Don Draper will be 50 in 1980. Time will not have been good to him; the heavy smoking and drinking are going to catch up (we’re starting to see that already in season 6). He’ll be paunchy and have that bloated look that long time alcoholics get. Sterling Cooper Draper Price will continue to do well, so Don’s income will be high enough to ensure that each new wife is another attractive and adoring trophy he can show off. By 1980 his cheating will have lessened; not because he’ll have changed, but because of his changing abilities. Don will have developed a problem that requires a little blue pill that, in 1980, has yet to be invented.
Pete Campbell, the Don-Wannabe, the existential loser of the show, will continue being the pathetic guy you’d feel sorry for, if but for the fact that he’s such an jerk. Pete aspires to be just like Don even as he despises the actual Don. While Pete shares Don’s lack of moral character, he got there from a sense of entitlement; where Don is the personification of nihilism, Pete is nothing more than a big baby who throws a tantrum when he sees someone with a toy he doesn’t have. By 1980 Trudy, the best thing that will ever happen to Pete, is long gone. He’s become that paunchy middle aged guy who thinks he’s hip and sexy but is neither.
Peggy Olson is still a rarity, but no longer unique. She’s become a role model for women trying to break into advertising. She’s tough and smart and damn good at what she does. Peggy has truly been Don’s protégé, and in her favor is that she lacks his weaknesses. She’s fine in her personal life, whether with Abe or someone else, but work is always the biggest part of her life, and any man she’s with has to understand that and respect it. Her family still doesn’t understand.

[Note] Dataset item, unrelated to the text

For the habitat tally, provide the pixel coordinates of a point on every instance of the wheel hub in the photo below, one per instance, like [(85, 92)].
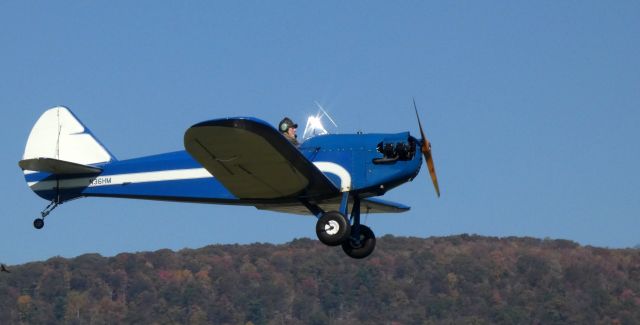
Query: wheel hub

Harry Crane lives in LA and is a network executive. His combination of obsequiousness and backstabbing will ensure his success.
Roger Sterling is a Buddhist monk. His search for meaning started with LSD and led to religion. Buddhism suits his mind set, and by the early 1970s his interest in pursuing the pleasures of life have become sated. Roger and Don were brothers in debauchery, but there was always a difference. Don wants to forget who he is, while Roger was always searching for who he could be.
Joan Harris is in her early 40s in 1970. She still looks great. By 1980 she’s managed to work herself into being fully and completely in charge of what we’d now call office infrastructure, and she does the same outstanding job she’s done on everything. She’s still single, as Joan’s problem has always been that she’ll only go with men who she knows aren’t good enough for her.
Megan is long gone from Don, and that’s a good thing. Her combination of smarts and talent has taken her far. Her career is thriving and she’s found a man worth her love.
Sally Draper grows up and becomes the 1980 version of what her mother was in 1950. With stone-cold Betty and a barely present Don as parents, the girl never had a chance.
Ken Cosgrove, one of the few normal and decent people, continues to work in advertising during the day and writing science fiction at night. He’s become a well known and respected writer under his pseudonym.
Michael Ginsberg heads the creative area. He’s in line to become the first non-WASP partner.